As medical resuscitation techniques are being improved more
and more people are being brought back from the border of
clinical death. A number of them recount an intense profoundly
meaningful experience in which they seem to be alive and
functioning outside their body. For many, a Near Death Experience
is an extremely powerful emotional and spiritual experience.
The evidence for the NDE is consistent, overwhelming and
experienced by the many. It is also consistent with evidence
for other psychic phenomena—OBEs, with the information
obtained from mental and physical mediums, and with apparitions.
The more informed closed-minded skeptics now acknowledge
that there is no dispute at all about the existence of the
NDE. The dispute is about what it means.
Psychics say that in a crisis situation, where death is
almost inevitable or is perceived to be inevitable, the
duplicate physical body, the astral or etheric body, sometimes
leaves the physical body and experiences the first stages
of the afterlife. When death does not occur, the duplicate
body resumes its place in the physical body. Studies have
shown that NDEs occurred following illness, surgery, childbirth,
accident, heart attack and attempted suicide.
Skeptics say that there is no such thing as a duplicate
body and whatever one experiences has to do with the problems
of the physical body itself?it's all in the mind.
One pioneer in this area was Dr Raymond Moody Jr., who
began his work as a skeptic. His first book Life After Life
in 1975 is considered the classic work which opened this
area to modern research was followed by two others in 1983
and 1988.
Since 1975 there have been many studies in many countries—so
much so that there are now several international associations
and journals for the investigation of near-death studies.
Cherie Sutherland's excellent Australian book (1992) contains
a selected bibliography of over 150 scholarly research reports.
Fifteen common elements
Moody found a striking similarity in accounts of 150 people
who had these experiences—so much so that he was able
to identify fifteen different elements which recur again
and again in these reports. He constructed a typical experience
which contains all of these elements:
A man is dying and, as he reaches the point of greatest
physical distress, he hears himself pronounced dead by
his doctor. He begins to hear an uncomfortable noise,
a loud ringing or buzzing, and at the same time feels
himself moving very rapidly through a long dark tunnel.

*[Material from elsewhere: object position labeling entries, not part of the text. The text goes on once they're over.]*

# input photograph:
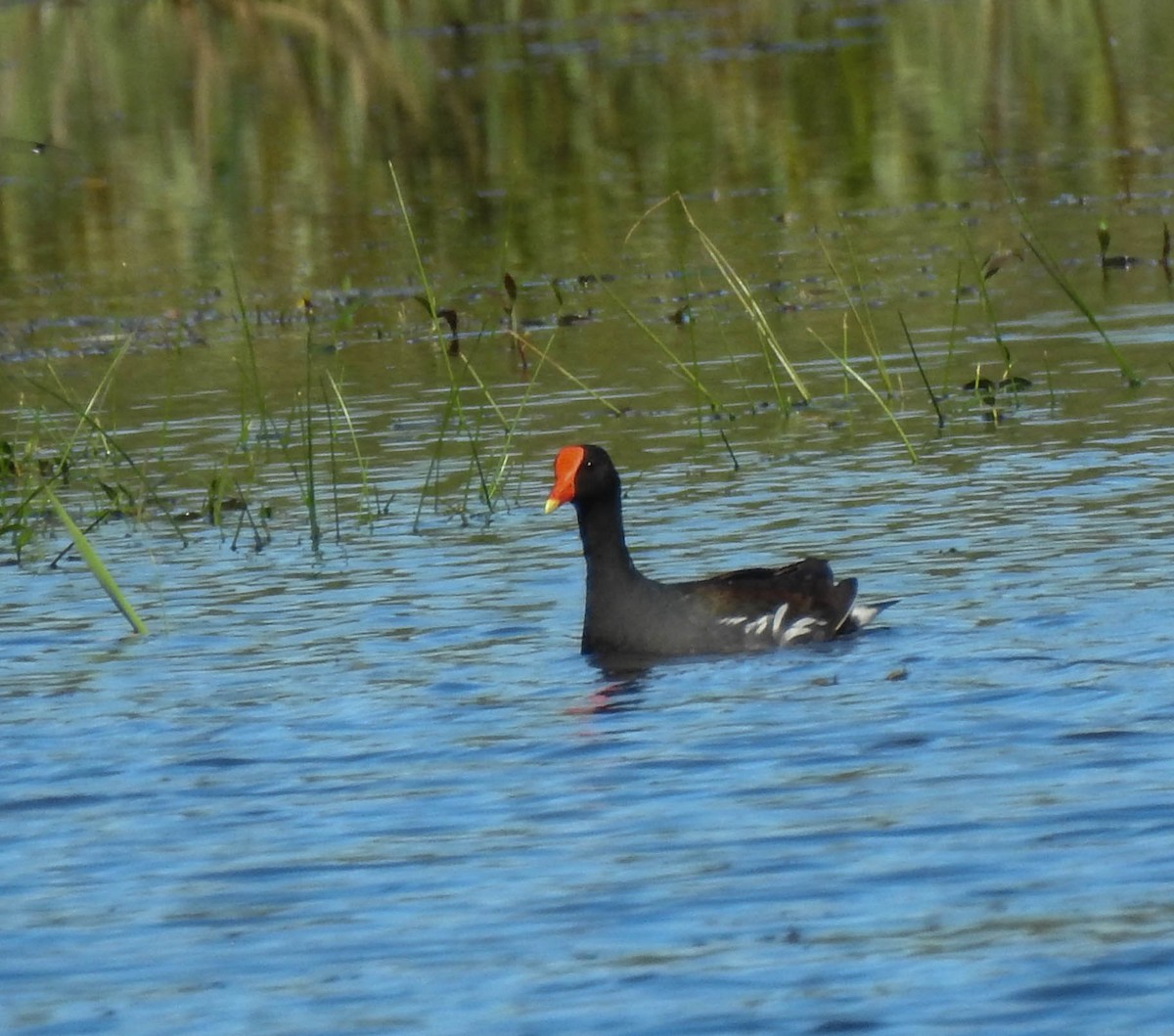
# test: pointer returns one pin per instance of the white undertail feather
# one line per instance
(862, 614)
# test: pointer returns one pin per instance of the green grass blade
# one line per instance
(872, 391)
(94, 563)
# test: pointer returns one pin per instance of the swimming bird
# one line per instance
(632, 615)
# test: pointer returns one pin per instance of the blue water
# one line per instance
(379, 789)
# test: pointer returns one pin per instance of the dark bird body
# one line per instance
(629, 614)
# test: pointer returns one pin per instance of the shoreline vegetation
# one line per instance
(399, 114)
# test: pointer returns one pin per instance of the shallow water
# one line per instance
(435, 820)
(371, 786)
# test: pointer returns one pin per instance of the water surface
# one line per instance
(368, 784)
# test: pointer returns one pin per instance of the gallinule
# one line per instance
(629, 614)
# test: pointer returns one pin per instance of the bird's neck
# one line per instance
(602, 530)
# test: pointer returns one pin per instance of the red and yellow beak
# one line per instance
(566, 468)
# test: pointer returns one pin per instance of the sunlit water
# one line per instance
(381, 790)
(375, 788)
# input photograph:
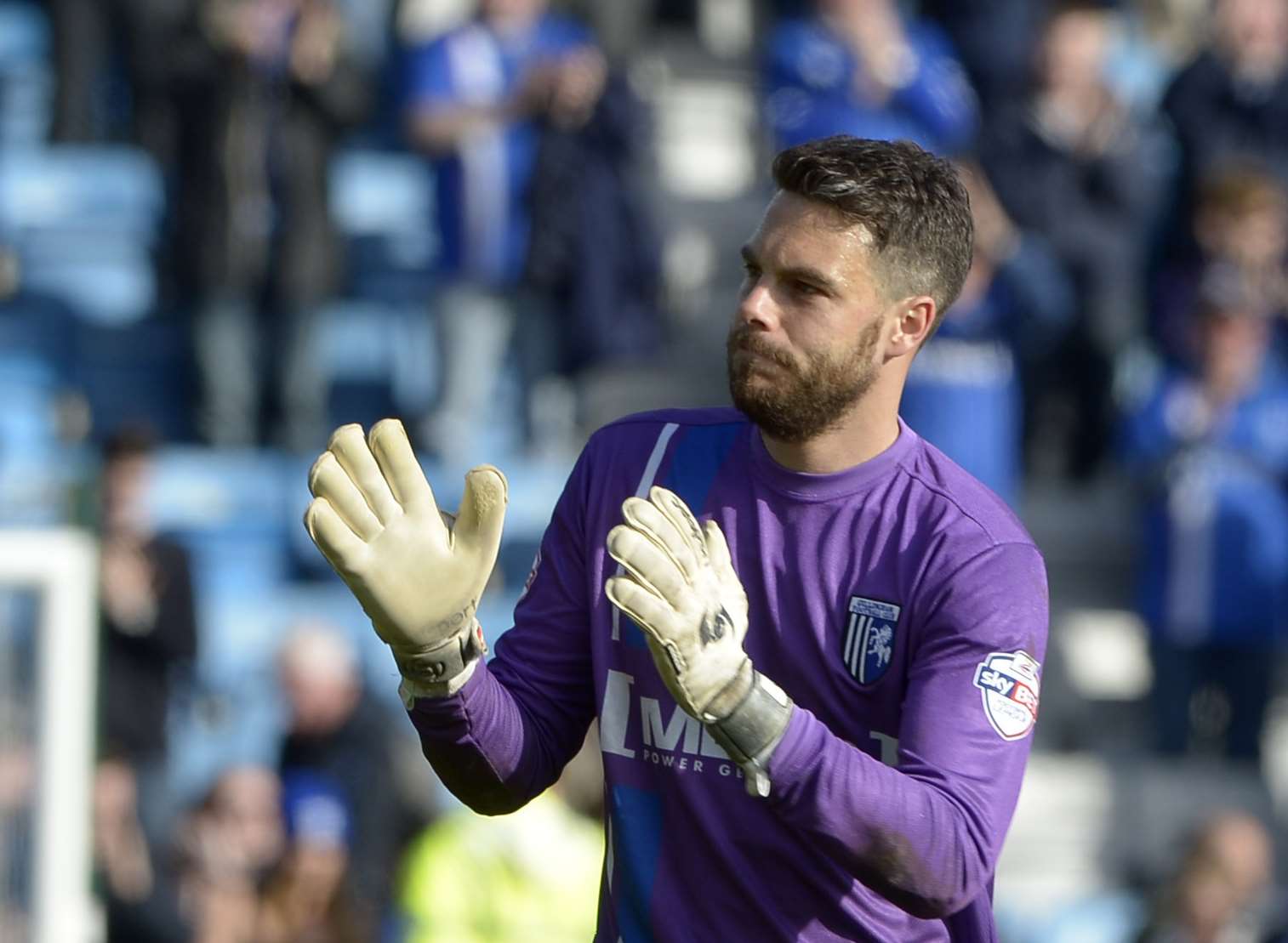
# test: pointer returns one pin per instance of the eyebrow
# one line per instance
(799, 272)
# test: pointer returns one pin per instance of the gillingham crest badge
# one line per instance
(867, 645)
(1009, 685)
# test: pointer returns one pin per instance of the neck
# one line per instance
(864, 432)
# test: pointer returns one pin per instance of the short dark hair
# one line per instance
(133, 440)
(912, 204)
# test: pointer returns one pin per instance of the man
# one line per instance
(858, 622)
(1208, 447)
(862, 67)
(476, 98)
(147, 627)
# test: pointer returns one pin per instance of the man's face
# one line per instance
(806, 344)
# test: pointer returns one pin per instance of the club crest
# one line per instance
(1009, 683)
(867, 645)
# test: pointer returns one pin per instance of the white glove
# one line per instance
(681, 588)
(418, 572)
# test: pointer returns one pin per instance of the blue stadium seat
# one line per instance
(84, 222)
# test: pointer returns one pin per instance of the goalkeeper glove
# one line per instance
(418, 572)
(681, 588)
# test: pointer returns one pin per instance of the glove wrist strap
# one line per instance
(442, 669)
(752, 730)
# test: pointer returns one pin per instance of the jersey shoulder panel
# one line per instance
(969, 509)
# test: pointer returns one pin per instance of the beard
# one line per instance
(799, 400)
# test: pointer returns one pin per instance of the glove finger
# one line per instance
(648, 563)
(481, 517)
(328, 480)
(733, 595)
(641, 605)
(648, 520)
(397, 462)
(679, 514)
(343, 549)
(350, 450)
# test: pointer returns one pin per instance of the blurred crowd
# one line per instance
(227, 225)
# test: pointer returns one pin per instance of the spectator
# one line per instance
(476, 97)
(1232, 102)
(305, 895)
(533, 875)
(964, 390)
(275, 90)
(1210, 448)
(338, 733)
(1217, 895)
(147, 624)
(859, 67)
(1072, 164)
(1240, 224)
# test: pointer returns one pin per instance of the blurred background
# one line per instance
(230, 225)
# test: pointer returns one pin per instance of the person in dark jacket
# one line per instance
(268, 88)
(1232, 102)
(588, 205)
(339, 733)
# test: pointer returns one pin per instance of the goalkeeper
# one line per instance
(812, 642)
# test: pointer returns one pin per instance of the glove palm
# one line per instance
(416, 572)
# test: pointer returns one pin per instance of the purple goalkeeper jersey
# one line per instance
(899, 603)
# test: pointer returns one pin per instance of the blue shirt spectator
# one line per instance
(1216, 522)
(858, 67)
(1211, 448)
(965, 388)
(499, 75)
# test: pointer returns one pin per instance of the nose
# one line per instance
(757, 307)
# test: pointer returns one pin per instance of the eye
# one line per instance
(806, 289)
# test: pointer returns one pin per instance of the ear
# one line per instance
(914, 321)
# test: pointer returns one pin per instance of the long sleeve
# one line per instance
(510, 730)
(926, 833)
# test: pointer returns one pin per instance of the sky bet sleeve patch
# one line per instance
(1009, 685)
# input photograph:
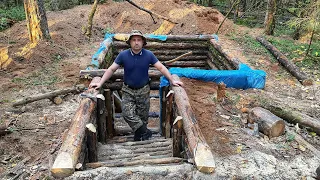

After this he finds himself outside of his own physical
body, but still in the immediate physical environment,
and he sees his own body from a distance, as though he
is a spectator. He watches the resuscitation attempt from
this unusual vantage point and is in a state of emotional
upheaval.
After a while he collects himself and becomes more accustomed
to his odd condition. He notices that he still has a 'body',
but one of a very different nature and with very different
powers from the physical body he has left behind. Soon
other things begin to happen. Others come to meet and
help him. He glimpses the spirits of relatives and friends
who have already died, and a loving, warm spirit of a
kind he has never encountered before—a being of
light—appears before him. This being asks him a
question, nonverbal, to make him evaluate his life and
helps him along by showing him a panoramic instantaneous
playback of the major events of his life. At some point
he finds himself approaching some sort of barrier or border,
apparently representing the limit between earthly life
and the next life. Yet, he finds that he must go back
to the earth, that the time for his death has not yet
come. At this point he resists, for by now he is taken
up with his experiences in the afterlife and does not
want to return. He is overwhelmed by intense feelings
of joy, love, and peace. Despite his attitude, though,
he somehow reunites with his physical body and lives.
Later he tries to tell others, but he has trouble doing
so. In the first place, he can find no human words adequate
to describe these unearthly experiences. He also finds
that others scoff, so he stops telling other people. Still
the experience affects his life profoundly, especially
his view about death and its relationship to life (Moody
1975: 21-23).
Dr Kenneth Ring, who produced a scientific study of Near-Death
Experiences in 1980, confirmed Dr Moody's findings but found
that people went through the experience in stages and a
large number of people experienced only the first ones.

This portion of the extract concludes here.